We don’t live longer because we are inherently healthier or “more evolved” than our ancestors. We live longer because modern advances protect us from the things that used to take people out at their best. Given modern medical care, relative food safety, and better protection against the elements, the average early human could have survived into mature old age, even by modern standards. In fact, despite the harshness of life back then, many did. Those who passed childhood probably had a good chance of prospering until the age of 60 or 70. And since we know that, logistically, sick or weak people probably wouldn’t have lasted long, we can assume that Grok and his family members were largely healthy by the end. That sounds pretty aspiring to me.

Conclusion: The Primal Blueprint is a framework for health in the modern world

Here is the message to take home. The primary plan is ultimately to reconcile our primordial genes with modern circumstances. You can optimize health by choosing biologically appropriate foods and activities in a 21st century context. Of course, take advantage of the many, lots of Modern ways of life is far superior to the existence of Grok. But also, respect the wisdom of our ancestors. Avoid the temptation to avoid modern medicine and other advances in principles (avoid the naturalistic fallacy). On the other hand, don’t glorify technology and assume that the newest is always better.

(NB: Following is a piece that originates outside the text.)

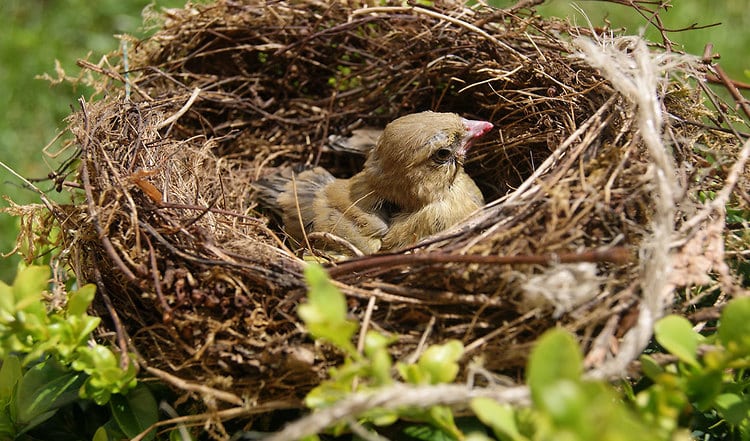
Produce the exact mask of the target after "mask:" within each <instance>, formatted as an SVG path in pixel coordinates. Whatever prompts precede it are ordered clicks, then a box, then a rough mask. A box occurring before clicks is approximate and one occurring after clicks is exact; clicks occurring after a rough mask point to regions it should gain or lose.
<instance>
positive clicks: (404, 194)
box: [261, 111, 492, 254]
mask: <svg viewBox="0 0 750 441" xmlns="http://www.w3.org/2000/svg"><path fill="white" fill-rule="evenodd" d="M491 129H492V124H491V123H489V122H485V121H473V120H468V119H464V118H461V117H460V116H458V115H456V114H454V113H437V112H429V111H428V112H421V113H414V114H410V115H406V116H402V117H400V118H398V119H396V120H394V121H392V122H391V123H389V124H388V125H387V126H386V127H385V129H384V130H383V133H382V134H381V135H380V137H379V138H378V141H377V143H376V145H375V147H374V148H373V149H372V150H371V151H370V153H369V154H368V157H367V160H366V162H365V165H364V169H363V170H362V171H361V172H359V173H357V174H356V175H354V176H352V177H351V178H349V179H337V178H334V177H333V176H332V175H331V174H330V173H329V172H328V171H327V170H325V169H323V168H321V167H316V168H314V169H312V170H308V171H305V172H302V173H300V174H299V175H297V176H296V177H292V179H288V178H287V179H284V178H279V177H277V178H276V181H275V184H271V185H266V188H265V189H261V193H264V192H265V193H266V195H265V196H266V199H269V197H268V196H269V191H270V192H271V193H273V196H275V202H276V206H277V208H278V209H279V211H280V212H281V214H282V221H283V222H284V228H285V230H286V231H287V233H289V234H290V235H291V236H292V237H294V238H295V239H296V240H299V241H302V240H303V230H304V231H305V232H306V233H308V234H309V233H311V232H323V233H332V234H334V235H335V236H339V237H341V238H343V239H345V240H347V241H348V242H349V243H351V244H352V245H354V246H355V247H356V248H357V249H359V250H360V251H362V252H363V253H366V254H370V253H375V252H377V251H380V250H389V249H395V248H400V247H404V246H407V245H410V244H413V243H415V242H417V241H418V240H420V239H422V238H423V237H426V236H429V235H431V234H435V233H437V232H440V231H442V230H444V229H446V228H448V227H450V226H452V225H453V224H455V223H457V222H458V221H460V220H462V219H463V218H465V217H466V216H467V215H468V214H469V213H471V212H472V211H474V210H476V209H477V208H479V207H480V206H482V205H483V204H484V198H483V196H482V193H481V192H480V191H479V188H477V185H476V184H475V183H474V181H473V180H472V179H471V178H470V177H469V175H467V174H466V172H465V171H464V168H463V162H464V158H465V156H466V152H467V150H468V148H469V147H470V146H471V144H472V143H473V141H474V140H476V139H477V138H479V137H480V136H482V135H484V134H485V133H487V132H488V131H490V130H491ZM280 179H281V180H280ZM274 188H275V189H276V190H275V191H274ZM273 196H272V197H271V198H272V199H273Z"/></svg>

By the way, I occasionally listen to readers who feel overwhelmed by how different the modern world is to what our genes are used to. They wonder how they can ever be “primitive enough” to make a difference. Every step you take is important, whether it’s quitting your chronic cardiovascular workouts, trying to buy better quality food a few nights a week, or turning off electronic devices half an hour earlier each night. Instead of judging Grok, seek inspiration from Grok. And then thank you for the interior plumbing!

Do you still have questions? Have you heard other misconceptions about the Primal approach? Send them and share your thoughts.